The current implementation (see Inspector class TeleBytecodeBreakpoint) halts the VM after method compilations, but filters those events. Each time the Inspector’s list of bytecode breakpoints changes, the Inspector writes into VM memory an easily parsed list of textual type descriptors for those classes for which one or more bytecode breakpoints are currently set. Implementations of the VM’s compilation scheme are required to call a static notification method in the scheme’s static inner class com.sun.max.vm.heap.HeapScheme.Inspect at the beginning and end of each method compilation. This delegates to VM class com.sun.max.vm.tele.InspectableCodeInfo, where the current list of classes is consulted. If the class of the method just compiled is in the list, it results in a call to the empty method inspectableCompilationEvent() where the Inspector can set a breakpoint. Filtering only by class, not by method, results in some false positives, but the mechanism is simple, fully synchronous, and reduces the interruptions more than enough.

Inspector evolution

The Inspector’s life began long before the Maxine VM could run usefully, a period during which the novel meta-circular, highly modular architecture was refined and techniques for generating the Maxine boot image developed. The Inspector’s original role was static visualization and exploration of the binary boot image in terms of the higher level abstractions of the VM, something that could not be done by any existing tool.

As the VM became increasingly able to run through its startup (bootstrap sequence), basic debugging features were added: process controls and breakpoints, along with register and stack visualization. The Inspector remained monolithic (with no model/view separation) and single-threaded (the GUI froze during VM process execution).

As the VM began to execute application code, work on the Inspector proceeded incrementally along several fronts simultaneously:

• features on demand: as the VM became more functional and the concerns of the development team evolved, many more features were added: additional views of internal state, more debugging controls, more user options, etc.
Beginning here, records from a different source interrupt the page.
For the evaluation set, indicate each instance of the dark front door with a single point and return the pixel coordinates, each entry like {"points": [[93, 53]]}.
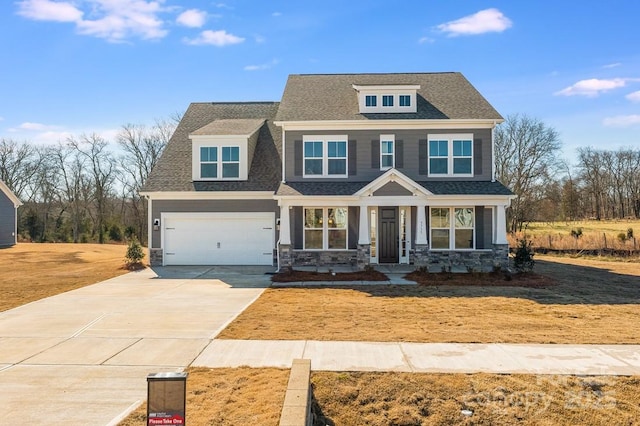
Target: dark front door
{"points": [[388, 228]]}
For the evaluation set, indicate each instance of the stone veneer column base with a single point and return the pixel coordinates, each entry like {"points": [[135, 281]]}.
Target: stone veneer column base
{"points": [[286, 256], [363, 258], [155, 257]]}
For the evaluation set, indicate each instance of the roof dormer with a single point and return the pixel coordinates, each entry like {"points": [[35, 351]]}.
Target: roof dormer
{"points": [[223, 149], [387, 98]]}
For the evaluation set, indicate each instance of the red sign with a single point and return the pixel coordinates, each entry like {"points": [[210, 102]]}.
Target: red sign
{"points": [[165, 419]]}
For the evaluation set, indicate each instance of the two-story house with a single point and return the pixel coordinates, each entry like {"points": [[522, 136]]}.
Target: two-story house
{"points": [[348, 169]]}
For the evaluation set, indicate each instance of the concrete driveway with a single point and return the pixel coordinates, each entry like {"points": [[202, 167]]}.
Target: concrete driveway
{"points": [[82, 357]]}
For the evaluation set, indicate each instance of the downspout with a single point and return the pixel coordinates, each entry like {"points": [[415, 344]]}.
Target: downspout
{"points": [[493, 152]]}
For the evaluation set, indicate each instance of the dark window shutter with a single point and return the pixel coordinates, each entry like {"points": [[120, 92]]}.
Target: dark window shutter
{"points": [[297, 158], [477, 157], [375, 154], [353, 157], [422, 157], [399, 154]]}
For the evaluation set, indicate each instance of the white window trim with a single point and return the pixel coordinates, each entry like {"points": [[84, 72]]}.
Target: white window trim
{"points": [[325, 139], [240, 143], [325, 229], [452, 229], [392, 139], [449, 138]]}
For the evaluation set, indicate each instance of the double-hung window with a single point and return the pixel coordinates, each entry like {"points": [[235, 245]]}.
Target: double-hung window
{"points": [[209, 162], [219, 162], [325, 156], [387, 152], [450, 155], [325, 228], [452, 228]]}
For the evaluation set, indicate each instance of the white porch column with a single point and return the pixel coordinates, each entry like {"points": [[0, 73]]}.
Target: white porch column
{"points": [[285, 227], [500, 225], [421, 225], [363, 228]]}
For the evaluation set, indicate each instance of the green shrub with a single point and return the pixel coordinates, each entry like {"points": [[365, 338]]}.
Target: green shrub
{"points": [[523, 256], [135, 254]]}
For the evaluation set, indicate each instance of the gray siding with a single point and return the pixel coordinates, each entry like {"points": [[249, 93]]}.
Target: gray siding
{"points": [[208, 206], [7, 221], [368, 168]]}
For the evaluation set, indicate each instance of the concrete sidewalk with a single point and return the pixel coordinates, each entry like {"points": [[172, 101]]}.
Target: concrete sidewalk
{"points": [[426, 357]]}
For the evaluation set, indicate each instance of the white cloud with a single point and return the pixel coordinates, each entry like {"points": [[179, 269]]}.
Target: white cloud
{"points": [[592, 87], [216, 38], [114, 20], [45, 10], [485, 21], [192, 18], [261, 66], [36, 127], [622, 120], [634, 97]]}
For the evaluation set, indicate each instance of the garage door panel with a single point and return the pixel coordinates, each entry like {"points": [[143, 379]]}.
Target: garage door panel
{"points": [[236, 239]]}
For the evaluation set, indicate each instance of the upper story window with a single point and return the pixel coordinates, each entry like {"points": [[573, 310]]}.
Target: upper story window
{"points": [[387, 98], [450, 155], [213, 166], [325, 156], [387, 152], [371, 100], [452, 228]]}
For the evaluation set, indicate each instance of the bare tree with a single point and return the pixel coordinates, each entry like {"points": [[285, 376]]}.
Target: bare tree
{"points": [[19, 163], [526, 158], [93, 150], [142, 148]]}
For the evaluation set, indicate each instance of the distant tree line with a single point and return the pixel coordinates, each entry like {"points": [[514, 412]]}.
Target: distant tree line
{"points": [[603, 184], [84, 189]]}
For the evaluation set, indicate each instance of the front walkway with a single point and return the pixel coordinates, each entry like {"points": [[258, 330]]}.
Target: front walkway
{"points": [[465, 358]]}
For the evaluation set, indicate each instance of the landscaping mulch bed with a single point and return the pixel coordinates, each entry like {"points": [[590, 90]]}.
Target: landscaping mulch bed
{"points": [[489, 279], [293, 275]]}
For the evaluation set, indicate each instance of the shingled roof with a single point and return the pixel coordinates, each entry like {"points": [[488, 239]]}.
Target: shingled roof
{"points": [[445, 95], [435, 187], [173, 170]]}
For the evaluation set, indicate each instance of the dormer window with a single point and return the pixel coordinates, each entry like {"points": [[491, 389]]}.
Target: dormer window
{"points": [[387, 99], [223, 149]]}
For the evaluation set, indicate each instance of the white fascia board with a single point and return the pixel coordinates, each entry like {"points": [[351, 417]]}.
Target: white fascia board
{"points": [[387, 124], [208, 195], [385, 87]]}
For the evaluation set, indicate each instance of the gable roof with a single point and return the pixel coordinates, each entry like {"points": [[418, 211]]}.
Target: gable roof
{"points": [[173, 170], [444, 95], [10, 195]]}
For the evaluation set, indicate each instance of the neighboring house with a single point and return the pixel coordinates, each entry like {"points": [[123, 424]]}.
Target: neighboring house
{"points": [[348, 169], [9, 204]]}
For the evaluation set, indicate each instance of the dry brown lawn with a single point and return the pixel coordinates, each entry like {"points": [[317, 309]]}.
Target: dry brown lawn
{"points": [[590, 302], [32, 271], [377, 399], [229, 397]]}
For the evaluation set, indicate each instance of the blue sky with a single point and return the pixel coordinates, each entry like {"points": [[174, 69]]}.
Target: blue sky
{"points": [[78, 66]]}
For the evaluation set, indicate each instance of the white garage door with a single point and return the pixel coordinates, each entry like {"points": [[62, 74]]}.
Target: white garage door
{"points": [[218, 238]]}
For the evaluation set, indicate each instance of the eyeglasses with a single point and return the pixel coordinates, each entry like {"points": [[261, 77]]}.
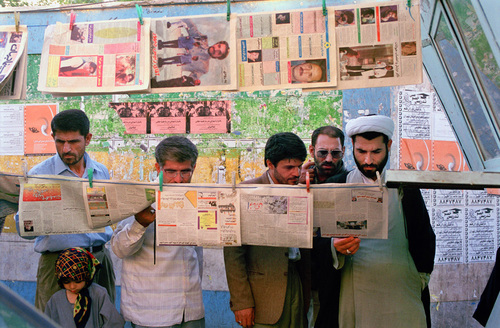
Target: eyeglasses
{"points": [[171, 174], [324, 153]]}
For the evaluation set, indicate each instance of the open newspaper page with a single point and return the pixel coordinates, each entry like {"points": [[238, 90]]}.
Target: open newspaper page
{"points": [[276, 216], [194, 53], [110, 202], [286, 49], [349, 209], [52, 205], [96, 57], [378, 44], [193, 215], [13, 46]]}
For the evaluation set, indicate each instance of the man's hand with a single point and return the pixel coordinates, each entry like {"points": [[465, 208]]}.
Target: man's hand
{"points": [[306, 167], [146, 216], [346, 246], [245, 317]]}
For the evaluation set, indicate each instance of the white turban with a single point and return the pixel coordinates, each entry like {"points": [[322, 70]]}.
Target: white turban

These were, and continue to be, demand-driven according to the needs of the project.
• UI functionality and consistency: the early window implementations were rewritten for code reuse and standardized around new conventions, the menu system was standardized and extended, Java Look & Feel compliance was added, and more.
• re-architecting internals: model/view separation was added, direct interaction among views was replaced by a user event model, change propagation was refined, generalized notion of user selection defined, etc.

Once model/view separation became explicit in the previously monolithic code base, the Inspector sources were incrementally split into two “projects” with distinct concerns:

• Tele: responsible for communicating with and managing the VM process, essentially being the keeper of the model of the VM’s state at any point during the session.
• Inspector: responsible for user interaction, state visualization, and command handling.

Dependence between the two projects eventually became one-way, but remained complex: the Inspector project depends directly on many implementation classes from both the Tele and VM projects. A subsequent effort to further separate the two by re-engineering around new, well-documented interfaces is only partially complete.

As the Inspector evolved into a heavily used debugger, demand grew for multi-threaded management of the VM process so that the GUI would remain live and in particular so that a user could interrupt (“Pause”) a running VM. Concurrent operation is now supported, but the retrofit (over complex, distributed interactions in the reading and modeling of VM state) is incomplete Occasional concurrency problems appear as the VM and Inspector evolve.